Joan se quedó pensativo. ¿Habían hablado?
—Si hablaron no fue en nuestra lengua, no recuerdo haber entendido nada —repuso.
—Es más probable que fueran corsarios provenzales o genoveses antes que moros —sentenció el mercedario—. Hace tres años los provenzales arrasaron la zona de cabo de Creus y hace un par, cuando se inició la guerra con Génova, el genovés Batista asaltó las poblaciones del litoral de Barcelona, capturando incluso una galera que el almirante Bernat de Vilamarí envió para detenerles. Pero aquello fue en julio y estamos hablando de finales de septiembre, no es tiempo de galeras; además, tu aldea estará a más de una semana de navegación de Génova. Yo apostaría por los provenzales, y si han sido ellos, los mercedarios no podemos hacer nada.
—¿Por qué? —se extrañó Joan.
—Porque nuestra misión es salvar antes a las almas que a los cuerpos. Rescatamos a cautivos cristianos con dinero o cambiándolos por prisioneros sarracenos; procuramos traer primero a los más débiles para que no caigan en la tentación de renegar de Nuestro Señor. Salvamos sus almas.
—¿Y no haríais nada si los piratas son de Marsella?
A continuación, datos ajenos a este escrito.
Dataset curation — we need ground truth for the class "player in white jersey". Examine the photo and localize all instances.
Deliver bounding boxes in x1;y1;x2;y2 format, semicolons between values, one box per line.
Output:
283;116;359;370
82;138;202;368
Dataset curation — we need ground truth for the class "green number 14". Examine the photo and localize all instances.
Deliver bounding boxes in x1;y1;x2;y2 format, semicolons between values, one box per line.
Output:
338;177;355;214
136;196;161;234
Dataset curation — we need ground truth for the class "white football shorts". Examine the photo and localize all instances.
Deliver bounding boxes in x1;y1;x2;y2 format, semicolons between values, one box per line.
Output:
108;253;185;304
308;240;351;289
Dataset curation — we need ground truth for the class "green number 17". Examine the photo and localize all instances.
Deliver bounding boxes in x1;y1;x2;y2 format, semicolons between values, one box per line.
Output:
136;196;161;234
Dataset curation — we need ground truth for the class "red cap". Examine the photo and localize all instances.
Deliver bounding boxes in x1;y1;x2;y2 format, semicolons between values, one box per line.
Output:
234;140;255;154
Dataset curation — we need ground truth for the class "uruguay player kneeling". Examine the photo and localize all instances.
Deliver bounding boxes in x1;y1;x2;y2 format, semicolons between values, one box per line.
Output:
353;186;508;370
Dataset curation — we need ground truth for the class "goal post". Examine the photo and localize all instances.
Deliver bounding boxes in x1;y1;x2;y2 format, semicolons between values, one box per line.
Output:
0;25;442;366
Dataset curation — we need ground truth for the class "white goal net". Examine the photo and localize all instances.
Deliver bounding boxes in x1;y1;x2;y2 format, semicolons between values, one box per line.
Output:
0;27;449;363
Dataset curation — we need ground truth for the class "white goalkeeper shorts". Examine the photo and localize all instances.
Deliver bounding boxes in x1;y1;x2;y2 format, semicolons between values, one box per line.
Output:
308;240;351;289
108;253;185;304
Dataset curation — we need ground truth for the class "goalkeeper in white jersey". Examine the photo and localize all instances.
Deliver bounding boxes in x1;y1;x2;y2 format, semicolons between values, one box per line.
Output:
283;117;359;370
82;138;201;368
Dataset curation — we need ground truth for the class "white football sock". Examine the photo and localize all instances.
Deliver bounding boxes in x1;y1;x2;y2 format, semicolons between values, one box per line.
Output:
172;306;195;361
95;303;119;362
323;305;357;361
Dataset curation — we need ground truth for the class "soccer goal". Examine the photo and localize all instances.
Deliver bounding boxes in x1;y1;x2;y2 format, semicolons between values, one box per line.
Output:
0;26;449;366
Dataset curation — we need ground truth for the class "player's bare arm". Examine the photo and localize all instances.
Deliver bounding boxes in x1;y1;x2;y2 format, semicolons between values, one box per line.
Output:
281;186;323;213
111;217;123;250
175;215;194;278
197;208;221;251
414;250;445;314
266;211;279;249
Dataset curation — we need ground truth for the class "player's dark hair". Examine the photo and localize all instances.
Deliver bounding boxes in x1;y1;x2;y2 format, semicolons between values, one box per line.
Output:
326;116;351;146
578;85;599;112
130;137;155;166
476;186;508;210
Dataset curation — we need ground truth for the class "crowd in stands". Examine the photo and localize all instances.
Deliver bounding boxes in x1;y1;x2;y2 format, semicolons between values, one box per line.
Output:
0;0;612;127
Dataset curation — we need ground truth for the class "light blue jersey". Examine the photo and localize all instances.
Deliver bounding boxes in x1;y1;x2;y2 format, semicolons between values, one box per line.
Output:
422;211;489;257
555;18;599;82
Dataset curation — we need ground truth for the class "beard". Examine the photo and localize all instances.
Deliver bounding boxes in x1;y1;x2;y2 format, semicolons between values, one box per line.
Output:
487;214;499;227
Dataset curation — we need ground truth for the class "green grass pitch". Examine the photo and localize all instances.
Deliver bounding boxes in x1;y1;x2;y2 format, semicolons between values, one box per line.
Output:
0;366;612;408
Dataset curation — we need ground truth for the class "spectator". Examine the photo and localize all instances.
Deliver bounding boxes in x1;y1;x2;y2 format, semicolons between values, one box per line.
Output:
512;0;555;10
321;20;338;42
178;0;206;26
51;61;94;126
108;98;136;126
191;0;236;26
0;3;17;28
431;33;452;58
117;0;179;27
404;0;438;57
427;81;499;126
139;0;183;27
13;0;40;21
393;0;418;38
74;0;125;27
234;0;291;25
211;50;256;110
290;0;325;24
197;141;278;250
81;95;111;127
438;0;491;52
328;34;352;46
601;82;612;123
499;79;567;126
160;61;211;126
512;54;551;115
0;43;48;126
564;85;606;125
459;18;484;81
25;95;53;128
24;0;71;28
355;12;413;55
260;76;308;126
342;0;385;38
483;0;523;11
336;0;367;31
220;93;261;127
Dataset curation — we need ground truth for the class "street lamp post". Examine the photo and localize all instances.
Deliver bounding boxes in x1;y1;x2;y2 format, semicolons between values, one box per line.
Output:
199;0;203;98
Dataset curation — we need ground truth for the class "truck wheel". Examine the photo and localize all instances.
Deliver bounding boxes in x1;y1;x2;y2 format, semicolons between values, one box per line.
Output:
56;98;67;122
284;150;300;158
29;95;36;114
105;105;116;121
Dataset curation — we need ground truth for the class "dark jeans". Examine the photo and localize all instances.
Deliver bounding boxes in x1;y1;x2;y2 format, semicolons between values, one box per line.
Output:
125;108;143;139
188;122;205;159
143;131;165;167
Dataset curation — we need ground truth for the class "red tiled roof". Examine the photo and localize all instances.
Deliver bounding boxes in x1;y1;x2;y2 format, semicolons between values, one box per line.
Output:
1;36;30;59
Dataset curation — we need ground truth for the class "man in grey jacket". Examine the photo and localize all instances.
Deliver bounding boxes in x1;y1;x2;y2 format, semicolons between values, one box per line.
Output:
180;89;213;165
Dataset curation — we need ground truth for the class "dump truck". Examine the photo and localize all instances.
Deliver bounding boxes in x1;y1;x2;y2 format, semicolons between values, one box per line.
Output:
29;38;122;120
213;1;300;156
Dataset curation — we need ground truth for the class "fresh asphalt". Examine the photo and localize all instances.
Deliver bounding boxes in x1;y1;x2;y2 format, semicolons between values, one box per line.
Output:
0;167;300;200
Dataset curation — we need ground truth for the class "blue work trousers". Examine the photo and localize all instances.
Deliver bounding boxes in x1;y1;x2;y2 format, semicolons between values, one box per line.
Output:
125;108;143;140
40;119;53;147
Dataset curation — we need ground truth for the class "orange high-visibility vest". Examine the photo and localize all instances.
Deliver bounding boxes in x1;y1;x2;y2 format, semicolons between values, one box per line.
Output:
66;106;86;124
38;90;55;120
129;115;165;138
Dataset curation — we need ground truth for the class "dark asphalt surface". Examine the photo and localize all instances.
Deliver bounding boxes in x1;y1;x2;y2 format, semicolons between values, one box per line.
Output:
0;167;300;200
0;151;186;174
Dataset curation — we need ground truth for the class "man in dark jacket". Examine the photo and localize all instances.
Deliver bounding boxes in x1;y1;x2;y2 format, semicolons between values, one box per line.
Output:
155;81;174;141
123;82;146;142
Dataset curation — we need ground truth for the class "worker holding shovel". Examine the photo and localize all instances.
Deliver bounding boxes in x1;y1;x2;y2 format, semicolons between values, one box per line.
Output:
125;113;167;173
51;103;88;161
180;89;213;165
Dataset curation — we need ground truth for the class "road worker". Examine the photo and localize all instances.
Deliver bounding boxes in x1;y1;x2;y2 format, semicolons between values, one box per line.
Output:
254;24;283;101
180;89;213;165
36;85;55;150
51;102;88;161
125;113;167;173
—No, no podemos. Es algo entre cristianos y no hay peligro de que los cautivos renuncien a la fe. Aun así, un cristiano no puede esclavizar a otro a no ser que sea un ortodoxo, como son los griegos.
—Entonces, si los provenzales son cristianos como nosotros, no podrían esclavizar a los de mi aldea, ¿verdad?
—No pueden, pero tampoco pueden robar —repuso el fraile—. Y roban. Esclavizar es quitarle a alguien su posesión más valiosa después del alma: la libertad.
—Entonces, ¿por qué el regidor de Palafrugell dijo que eran sarracenos? —inquirió Bartomeu—. Él sí que es capaz de distinguir entre un moro y un provenzal.
—Pudo haberse equivocado.
—Aun así, os rogamos, fray Antoni, por caridad, que averigüéis si la familia de estos chicos está en el norte de África —dijo Bartomeu.
—No os voy a negar la caridad, pero pienso que la gestión es inútil —repuso el fraile—. Hay otras cosas extrañas en este asunto.
Por ejemplo, si eran sarracenos, ¿por qué no nos pidió el regidor de Palafrugell que buscáramos a sus cautivos?
Joan se encogió de hombros. Demasiados porqués.
Era una mañana lluviosa y con neblina de principios de febrero cuando las campanas de la catedral empezaron a sonar fuera de su hora. Era el lúgubre toque de difuntos. Al poco tiempo se les unieron las de la iglesia del Pi, después las de Sant Just. Se trataba de un campaneo grave que pesaba triste en el alma, que angustiaba. Joan identificó también las de Santa Anna, y pronto los campanarios de toda la ciudad se unieron para anunciar la tragedia.